Em nota, a Secretaria da Segurança afirma que a ampliação do programa não impacta o orçamento da pasta nem prejudica o atendimento policial para a população. “A Polícia Civil é responsável pela escolta de presos das delegacias até o Fórum, enquanto a PM se responsabiliza por eles enquanto permanecem à disposição da Justiça”, diz. Já a SAP fala que “não há aumento de custos, e sim redução, pois os números gerais de inclusão demonstram a diminuição na entrada de presos”.

Audiência em fim de semana e feriado fica para outubro

O Tribunal de Justiça de São Paulo quer implementar as audiências de custódia em fins de semana e feriados em outubro.
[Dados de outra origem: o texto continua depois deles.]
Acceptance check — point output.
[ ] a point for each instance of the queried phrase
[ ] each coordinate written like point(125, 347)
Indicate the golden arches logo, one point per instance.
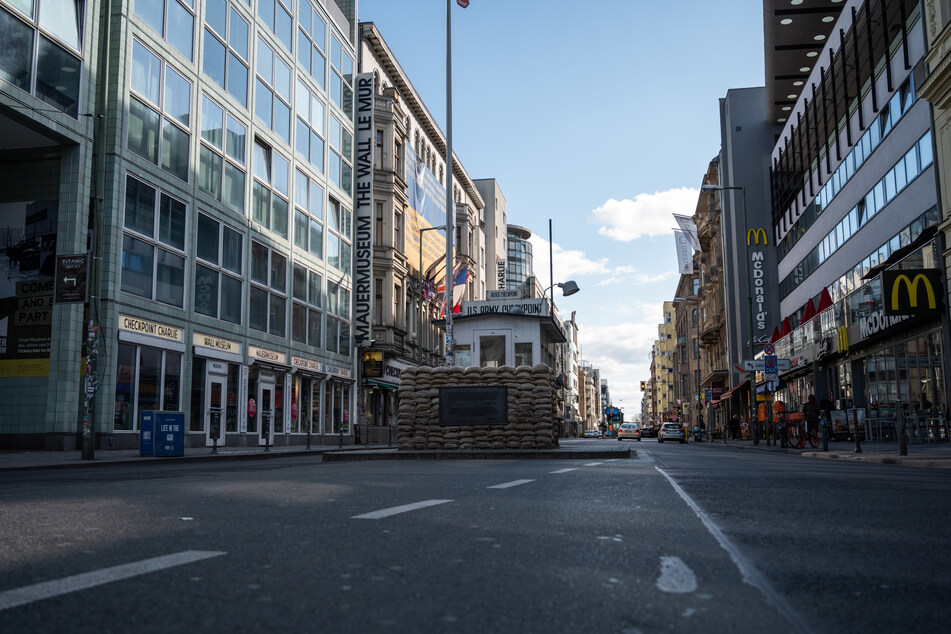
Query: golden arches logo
point(753, 235)
point(912, 286)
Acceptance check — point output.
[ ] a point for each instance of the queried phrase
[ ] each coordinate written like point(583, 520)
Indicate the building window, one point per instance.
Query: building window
point(277, 16)
point(171, 19)
point(306, 313)
point(309, 138)
point(338, 243)
point(272, 91)
point(378, 303)
point(339, 169)
point(269, 205)
point(338, 319)
point(146, 379)
point(221, 160)
point(159, 112)
point(379, 224)
point(311, 42)
point(226, 49)
point(153, 244)
point(218, 270)
point(341, 77)
point(308, 215)
point(37, 63)
point(268, 299)
point(378, 150)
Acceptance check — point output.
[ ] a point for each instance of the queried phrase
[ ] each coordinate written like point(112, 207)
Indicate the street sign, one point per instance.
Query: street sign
point(759, 365)
point(70, 284)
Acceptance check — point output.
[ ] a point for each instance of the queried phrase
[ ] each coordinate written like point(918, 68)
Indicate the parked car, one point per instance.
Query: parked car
point(629, 430)
point(672, 431)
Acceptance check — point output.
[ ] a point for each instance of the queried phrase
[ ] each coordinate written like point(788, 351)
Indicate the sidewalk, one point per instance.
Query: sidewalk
point(919, 454)
point(28, 460)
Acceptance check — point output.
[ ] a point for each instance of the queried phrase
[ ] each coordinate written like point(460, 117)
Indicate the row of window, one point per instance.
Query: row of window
point(34, 57)
point(900, 103)
point(154, 262)
point(915, 161)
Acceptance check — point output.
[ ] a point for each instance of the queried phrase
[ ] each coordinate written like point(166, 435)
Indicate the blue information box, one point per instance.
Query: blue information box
point(169, 434)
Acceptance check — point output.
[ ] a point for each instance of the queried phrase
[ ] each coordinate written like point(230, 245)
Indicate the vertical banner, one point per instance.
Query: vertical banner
point(684, 253)
point(363, 209)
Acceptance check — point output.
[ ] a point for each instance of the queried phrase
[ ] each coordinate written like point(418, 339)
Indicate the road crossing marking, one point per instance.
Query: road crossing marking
point(396, 510)
point(57, 587)
point(750, 574)
point(506, 485)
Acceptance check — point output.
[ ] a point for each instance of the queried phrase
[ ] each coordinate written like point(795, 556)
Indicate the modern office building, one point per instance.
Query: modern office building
point(495, 232)
point(855, 212)
point(190, 161)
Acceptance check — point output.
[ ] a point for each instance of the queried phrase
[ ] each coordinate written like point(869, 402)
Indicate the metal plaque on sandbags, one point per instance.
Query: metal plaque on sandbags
point(470, 405)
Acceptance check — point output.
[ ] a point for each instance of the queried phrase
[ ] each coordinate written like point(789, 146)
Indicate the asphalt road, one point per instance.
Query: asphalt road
point(680, 538)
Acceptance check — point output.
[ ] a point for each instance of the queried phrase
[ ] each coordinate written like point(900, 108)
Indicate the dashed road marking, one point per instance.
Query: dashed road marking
point(506, 485)
point(49, 589)
point(396, 510)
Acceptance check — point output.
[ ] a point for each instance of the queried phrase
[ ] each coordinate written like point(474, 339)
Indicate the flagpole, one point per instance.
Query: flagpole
point(450, 205)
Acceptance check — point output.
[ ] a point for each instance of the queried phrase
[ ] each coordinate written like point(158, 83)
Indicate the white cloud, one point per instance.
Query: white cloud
point(622, 353)
point(645, 215)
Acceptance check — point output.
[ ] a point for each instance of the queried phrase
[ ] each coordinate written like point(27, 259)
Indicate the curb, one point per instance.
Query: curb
point(501, 454)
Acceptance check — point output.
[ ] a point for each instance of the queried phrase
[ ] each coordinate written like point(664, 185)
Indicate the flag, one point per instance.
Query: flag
point(684, 254)
point(687, 225)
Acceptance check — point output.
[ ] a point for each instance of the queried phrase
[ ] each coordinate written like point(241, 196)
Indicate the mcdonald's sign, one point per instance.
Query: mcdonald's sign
point(754, 235)
point(912, 292)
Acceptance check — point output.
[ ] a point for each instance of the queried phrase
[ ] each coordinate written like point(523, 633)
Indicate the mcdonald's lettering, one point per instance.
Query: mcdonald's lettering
point(754, 235)
point(911, 292)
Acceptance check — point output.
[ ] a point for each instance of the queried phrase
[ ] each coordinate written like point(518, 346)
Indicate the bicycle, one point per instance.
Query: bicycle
point(796, 435)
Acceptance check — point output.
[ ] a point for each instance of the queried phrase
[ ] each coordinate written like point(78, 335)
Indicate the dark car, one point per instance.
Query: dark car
point(672, 431)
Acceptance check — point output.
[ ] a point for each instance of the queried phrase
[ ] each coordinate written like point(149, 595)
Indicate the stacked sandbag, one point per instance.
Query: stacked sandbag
point(530, 407)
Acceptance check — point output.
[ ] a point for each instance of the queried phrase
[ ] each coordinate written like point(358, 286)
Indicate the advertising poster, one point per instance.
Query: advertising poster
point(28, 262)
point(427, 200)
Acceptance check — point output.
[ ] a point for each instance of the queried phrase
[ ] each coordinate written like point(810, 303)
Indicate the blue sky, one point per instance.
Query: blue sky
point(602, 120)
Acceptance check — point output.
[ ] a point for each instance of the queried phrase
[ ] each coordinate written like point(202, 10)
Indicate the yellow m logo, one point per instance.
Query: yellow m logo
point(753, 235)
point(912, 286)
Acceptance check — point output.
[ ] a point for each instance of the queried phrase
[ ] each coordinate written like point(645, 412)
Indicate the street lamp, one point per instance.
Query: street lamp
point(419, 324)
point(749, 293)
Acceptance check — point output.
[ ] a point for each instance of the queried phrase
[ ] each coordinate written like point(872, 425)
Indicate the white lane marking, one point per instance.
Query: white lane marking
point(675, 576)
point(395, 510)
point(751, 576)
point(57, 587)
point(506, 485)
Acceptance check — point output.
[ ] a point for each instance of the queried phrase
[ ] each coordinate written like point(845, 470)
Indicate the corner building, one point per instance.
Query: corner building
point(854, 208)
point(200, 153)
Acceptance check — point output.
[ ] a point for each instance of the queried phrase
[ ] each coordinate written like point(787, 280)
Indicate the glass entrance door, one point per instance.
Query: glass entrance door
point(266, 408)
point(214, 409)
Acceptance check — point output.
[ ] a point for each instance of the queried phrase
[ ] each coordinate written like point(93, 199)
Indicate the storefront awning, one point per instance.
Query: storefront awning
point(726, 395)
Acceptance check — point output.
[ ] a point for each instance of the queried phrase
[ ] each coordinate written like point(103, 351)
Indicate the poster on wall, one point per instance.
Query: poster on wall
point(28, 262)
point(427, 201)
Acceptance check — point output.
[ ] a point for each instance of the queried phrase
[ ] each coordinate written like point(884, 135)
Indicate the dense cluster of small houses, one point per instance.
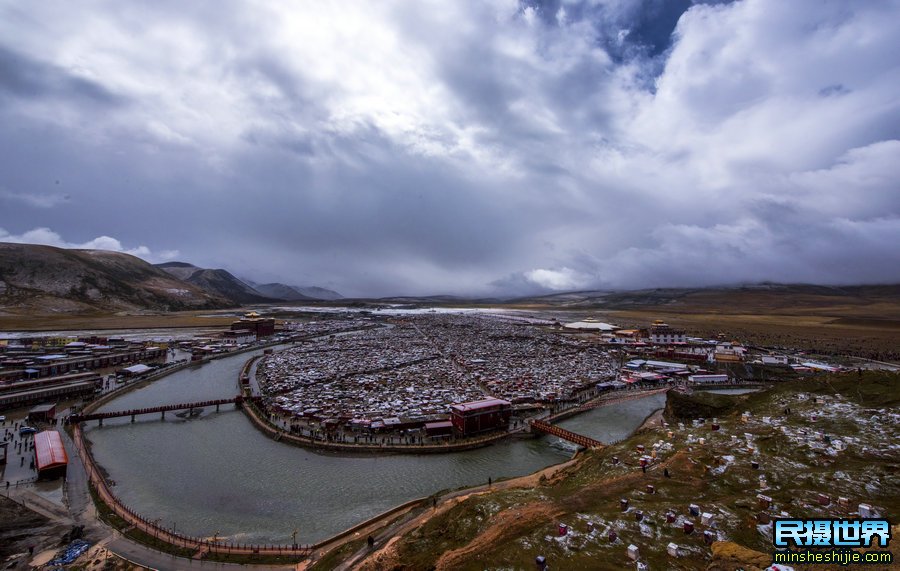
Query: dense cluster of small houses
point(418, 367)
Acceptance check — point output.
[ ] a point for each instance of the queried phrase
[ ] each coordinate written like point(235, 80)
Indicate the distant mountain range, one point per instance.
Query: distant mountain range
point(240, 291)
point(46, 280)
point(43, 280)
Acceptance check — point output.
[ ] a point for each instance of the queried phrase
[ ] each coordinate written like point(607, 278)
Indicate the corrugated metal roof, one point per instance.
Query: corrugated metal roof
point(49, 450)
point(479, 404)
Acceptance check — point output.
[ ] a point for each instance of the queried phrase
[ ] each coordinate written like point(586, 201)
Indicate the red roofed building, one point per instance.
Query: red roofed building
point(50, 456)
point(480, 416)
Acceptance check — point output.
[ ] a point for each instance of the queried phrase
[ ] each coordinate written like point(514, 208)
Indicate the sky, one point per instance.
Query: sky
point(490, 147)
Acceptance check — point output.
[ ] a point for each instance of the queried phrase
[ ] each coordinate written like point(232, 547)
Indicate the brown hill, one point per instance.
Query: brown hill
point(46, 280)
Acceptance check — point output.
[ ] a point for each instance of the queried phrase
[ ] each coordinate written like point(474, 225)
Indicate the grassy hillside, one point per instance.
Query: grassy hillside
point(45, 280)
point(839, 437)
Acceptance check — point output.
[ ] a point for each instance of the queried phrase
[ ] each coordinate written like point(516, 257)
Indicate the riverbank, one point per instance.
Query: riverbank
point(354, 490)
point(705, 486)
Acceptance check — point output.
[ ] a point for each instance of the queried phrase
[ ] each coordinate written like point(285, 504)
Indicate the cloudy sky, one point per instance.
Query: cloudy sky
point(484, 147)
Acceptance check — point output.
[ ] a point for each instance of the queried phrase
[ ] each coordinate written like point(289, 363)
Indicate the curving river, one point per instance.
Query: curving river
point(217, 474)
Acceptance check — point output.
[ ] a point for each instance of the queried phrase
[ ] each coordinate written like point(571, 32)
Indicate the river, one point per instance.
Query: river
point(217, 474)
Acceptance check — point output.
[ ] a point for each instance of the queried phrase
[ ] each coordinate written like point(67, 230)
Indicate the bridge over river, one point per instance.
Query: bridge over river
point(190, 407)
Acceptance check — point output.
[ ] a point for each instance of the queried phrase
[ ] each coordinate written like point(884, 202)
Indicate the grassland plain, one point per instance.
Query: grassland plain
point(841, 437)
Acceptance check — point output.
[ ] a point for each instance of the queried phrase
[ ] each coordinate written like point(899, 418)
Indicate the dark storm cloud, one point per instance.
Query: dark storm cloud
point(24, 77)
point(488, 147)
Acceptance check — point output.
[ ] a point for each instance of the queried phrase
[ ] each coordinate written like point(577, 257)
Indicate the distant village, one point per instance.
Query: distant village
point(364, 371)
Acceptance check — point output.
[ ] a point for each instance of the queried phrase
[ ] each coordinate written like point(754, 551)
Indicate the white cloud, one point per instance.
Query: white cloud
point(35, 200)
point(457, 142)
point(48, 237)
point(561, 279)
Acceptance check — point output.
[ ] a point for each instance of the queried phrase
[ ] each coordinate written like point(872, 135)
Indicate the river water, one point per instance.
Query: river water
point(217, 474)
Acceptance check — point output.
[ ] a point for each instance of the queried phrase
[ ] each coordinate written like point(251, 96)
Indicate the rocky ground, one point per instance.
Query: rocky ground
point(836, 436)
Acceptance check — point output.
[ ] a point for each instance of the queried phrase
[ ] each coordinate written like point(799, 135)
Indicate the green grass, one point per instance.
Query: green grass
point(334, 557)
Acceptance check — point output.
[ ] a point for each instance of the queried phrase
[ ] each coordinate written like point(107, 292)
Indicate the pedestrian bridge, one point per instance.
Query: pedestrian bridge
point(101, 416)
point(573, 437)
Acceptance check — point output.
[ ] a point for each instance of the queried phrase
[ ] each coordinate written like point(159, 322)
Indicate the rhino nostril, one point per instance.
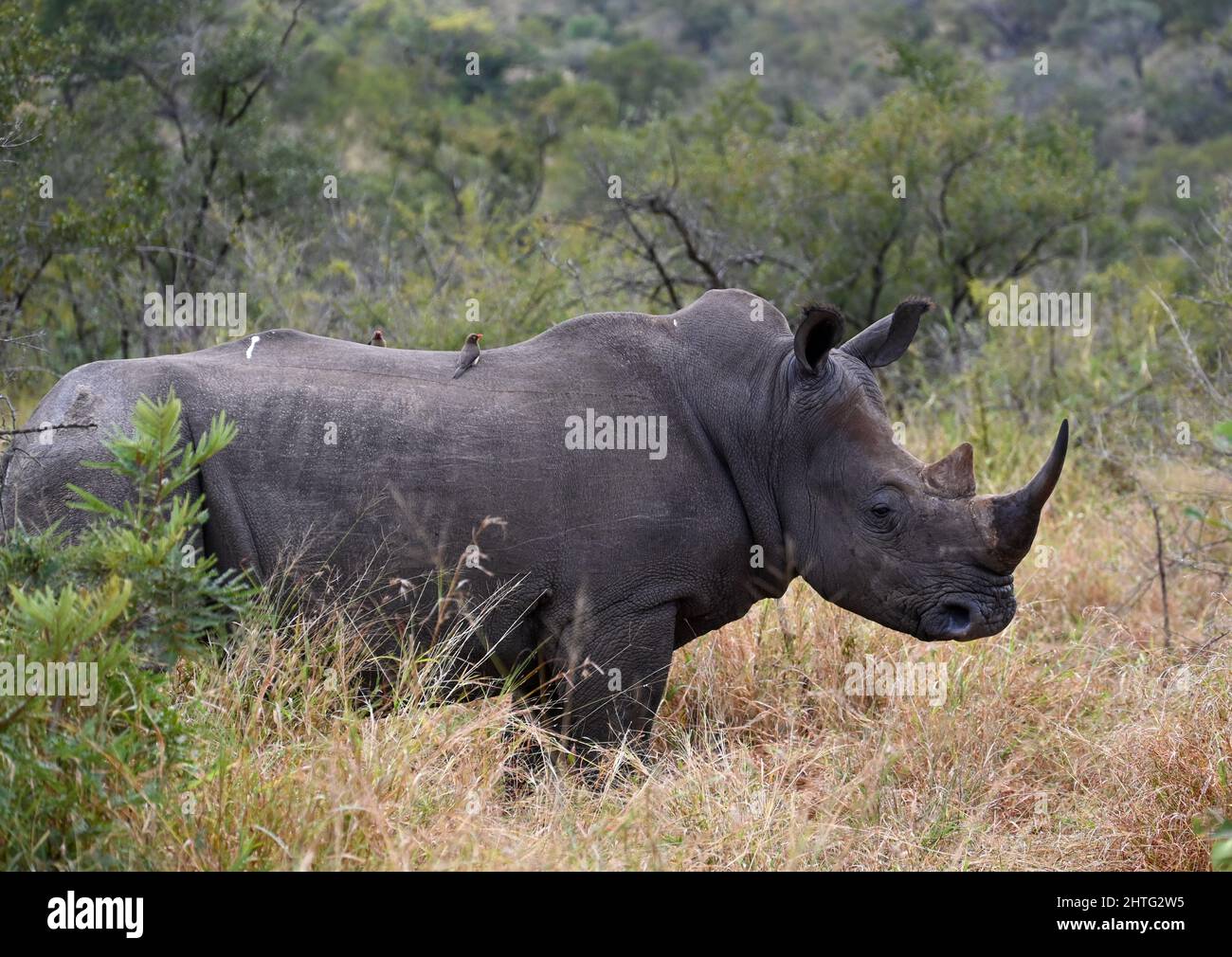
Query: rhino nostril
point(957, 619)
Dessa forma, a mudança também garantiria o funcionamento durante o recesso do Judiciário, quando os presos deixam de ser apresentados presencialmente ao juiz. Segundo o presidente do TJ-SP, Paulo Dimas, o procedimento vai aumentar em cerca de 40% os custos do Tribunal com as audiências. “Nossa preocupação é levar a todas as comarcas e, depois, fazer todos os dias.”

Hoje, há apenas os plantões judiciários, em que os juízes decidem pela prisão preventiva ou por conceder liberdade provisória pela leitura do flagrante. “Esse procedimento é muito mais frio. Quando fazemos visitas ao CDP Pinheiros (na zona oeste) e encontramos alguém que cometeu um crime de menor potencial ofensivo, quase 100% das vezes essa pessoa foi presa em fim de semana e não passou por audiência de custódia”, afirma o defensor público Vitore Maximiano.

O TJ-SP afirma que o cronograma de adoção das audiências foi submetido ao Conselho Nacional de Justiça (CNJ) e aprovado. O órgão é responsável por fiscalizar o programa no País.